Dogwood Alliance mourns the passing of longtime forest activist and talented musician Alison Cochran.
On Sunday night, longtime activist, musician and friend of our forests, Alison Cochran, passed away. Alison was a co-founder of Heartwood and served as Executive Director from 1999-2001. She also helped found Dogwood Alliance and served two separate terms on our Board of Directors. She was a great spirit, incredible facilitator, and one heck of a musician with a moving voice and deft hands on the fiddle. She will truly be missed!
Below is a short reflection from Campaign Director, Scot Quaranda, please feel free to add your own reflections to the comments…

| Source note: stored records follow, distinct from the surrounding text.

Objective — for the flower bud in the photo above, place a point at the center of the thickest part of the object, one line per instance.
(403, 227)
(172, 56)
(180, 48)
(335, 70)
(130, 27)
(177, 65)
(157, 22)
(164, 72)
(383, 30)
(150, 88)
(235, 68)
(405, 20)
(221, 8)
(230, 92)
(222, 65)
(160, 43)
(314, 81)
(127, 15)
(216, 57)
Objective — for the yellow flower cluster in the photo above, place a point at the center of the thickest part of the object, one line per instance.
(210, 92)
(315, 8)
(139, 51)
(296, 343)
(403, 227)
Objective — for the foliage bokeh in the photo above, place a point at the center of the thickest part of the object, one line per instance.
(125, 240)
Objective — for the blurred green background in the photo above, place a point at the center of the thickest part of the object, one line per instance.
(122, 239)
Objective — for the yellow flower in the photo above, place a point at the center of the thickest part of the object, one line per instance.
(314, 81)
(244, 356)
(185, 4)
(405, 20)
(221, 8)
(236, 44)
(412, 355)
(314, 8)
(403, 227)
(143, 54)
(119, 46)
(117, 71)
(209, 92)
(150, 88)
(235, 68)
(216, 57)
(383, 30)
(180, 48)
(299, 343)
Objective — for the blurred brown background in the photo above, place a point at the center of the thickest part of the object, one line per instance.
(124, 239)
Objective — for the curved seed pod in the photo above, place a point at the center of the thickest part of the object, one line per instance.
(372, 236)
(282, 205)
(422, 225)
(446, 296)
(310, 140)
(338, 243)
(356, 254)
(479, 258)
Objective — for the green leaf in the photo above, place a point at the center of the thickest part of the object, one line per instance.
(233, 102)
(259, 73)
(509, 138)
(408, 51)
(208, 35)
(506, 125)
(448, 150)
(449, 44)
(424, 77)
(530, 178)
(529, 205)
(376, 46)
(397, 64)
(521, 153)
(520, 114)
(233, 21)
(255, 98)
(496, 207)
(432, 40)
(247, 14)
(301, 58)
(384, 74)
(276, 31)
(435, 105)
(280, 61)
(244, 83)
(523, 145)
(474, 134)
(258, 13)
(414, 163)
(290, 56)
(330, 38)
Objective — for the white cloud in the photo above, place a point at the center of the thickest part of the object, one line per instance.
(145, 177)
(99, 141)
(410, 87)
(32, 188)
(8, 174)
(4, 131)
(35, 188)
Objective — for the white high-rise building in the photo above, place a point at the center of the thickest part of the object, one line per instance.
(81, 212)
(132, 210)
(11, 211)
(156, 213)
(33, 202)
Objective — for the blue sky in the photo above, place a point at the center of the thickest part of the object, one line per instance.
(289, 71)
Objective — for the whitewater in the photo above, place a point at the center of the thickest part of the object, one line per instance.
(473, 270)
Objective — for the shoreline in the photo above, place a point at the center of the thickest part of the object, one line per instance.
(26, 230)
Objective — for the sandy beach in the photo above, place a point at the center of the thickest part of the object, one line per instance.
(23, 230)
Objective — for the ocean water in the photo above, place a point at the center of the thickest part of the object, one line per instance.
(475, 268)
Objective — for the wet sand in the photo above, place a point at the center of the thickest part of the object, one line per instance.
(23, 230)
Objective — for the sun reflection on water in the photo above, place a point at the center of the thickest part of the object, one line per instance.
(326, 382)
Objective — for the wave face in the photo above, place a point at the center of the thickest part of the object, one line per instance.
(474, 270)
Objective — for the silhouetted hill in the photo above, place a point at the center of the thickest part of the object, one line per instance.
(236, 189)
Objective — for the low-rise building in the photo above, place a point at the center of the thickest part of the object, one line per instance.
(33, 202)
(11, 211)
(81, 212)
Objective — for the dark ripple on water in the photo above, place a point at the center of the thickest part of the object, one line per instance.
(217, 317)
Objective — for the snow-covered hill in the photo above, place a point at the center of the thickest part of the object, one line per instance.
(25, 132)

Remembering Alison Cochran
Tis the song, the sigh of the weary;
Hard Times, Hard Times, come again no more:
Many days you have lingered around my cabin door;
Oh! Hard Times, come again no more.
– Hard Times Come Again No More by Stephen Foster
I remember the first time I met Alison – it was a beautiful Autumn day at Moonshadow in the Sequatchie Valley on the Cumberland Plateau. She was in between terms on the Dogwood Alliance board of directors but agreed to facilitate our meeting as we were having a particularly contentious board meeting, though for all I remember, the conflict could have simply been over why we were holding the meeting inside the house rather then out in the forests we were working to protect. Logic won out and we got down to the real business at hand thanks to her. She was a maestra of consensus, an incredible facilitator, probably my greatest teacher – turning the acidic barbs and cautious laughter like so many ingredients in a cauldron and brewing them into a strong bond, finding that ceremonial and magical place where we could leave behind our varied scales of perception and find the common ground that would not simply move the work forward, but unite once again with common purpose assured that all was well and right and we collectively had the wisdom to overcome all obstacle and face insurmountable odds.
This was an incredible gift and no matter how hot tempers flared or how soft the voice of the quietest one in the room was she poked and prodded and pushed with a firm yet gentle touch until we were raw yet satisfied. The whole was only as great as the sum of its parts and Alison managed to make us all stronger, better, and more sure that no matter what road we took to get there, no matter how difficult the climb, that what lay ahead was going to be worth the hard work.
After that meeting she was persuaded to take another round on our board of directors and always brought that magic, ensuring the voiceless had a voice and the loudest in the room was laughing by the end rather than stewing. After her term ended, a few years passed before I saw her again. Her and her husband Chris were passing through town and offered to play a house party as a fundraiser for Dogwood Alliance. She was no longer involved in the day to day struggle of the fight for the forests or administrating and politicking that goes along with the environmental movement, but that did not steal an ounce of passion that she had for the forests, wildlife and communities that were so integral to the real meaning of why we struggle. It was Saint Brigid’s day, the halfway point between Winter Solstice and Spring Equinox, when the increasing light of day starts to become noticeable, when everything in its winter slumber feels the first pangs of awakening, a scant moment before the trillium breaks through the leaf litter on the forest floor to let us know the days will be brighter again. The perfect time in so many ways for Allison to re-appear into our lives. She and her partner played old time tunes and bluegrass, including a particularly moving version of “Hard Times” by Stephen Foster, as we drank home brew and shined a light bright into the darkness. Her voice haunting and her fiddle hitting the perfect timbre of the mood.
Alison was a true warrior of light who won you over not with an aggressive nature or by overwhelming you with depressing facts but instead by accepting the truth within you and helping you to find the truth in everyone. She will be truly missed!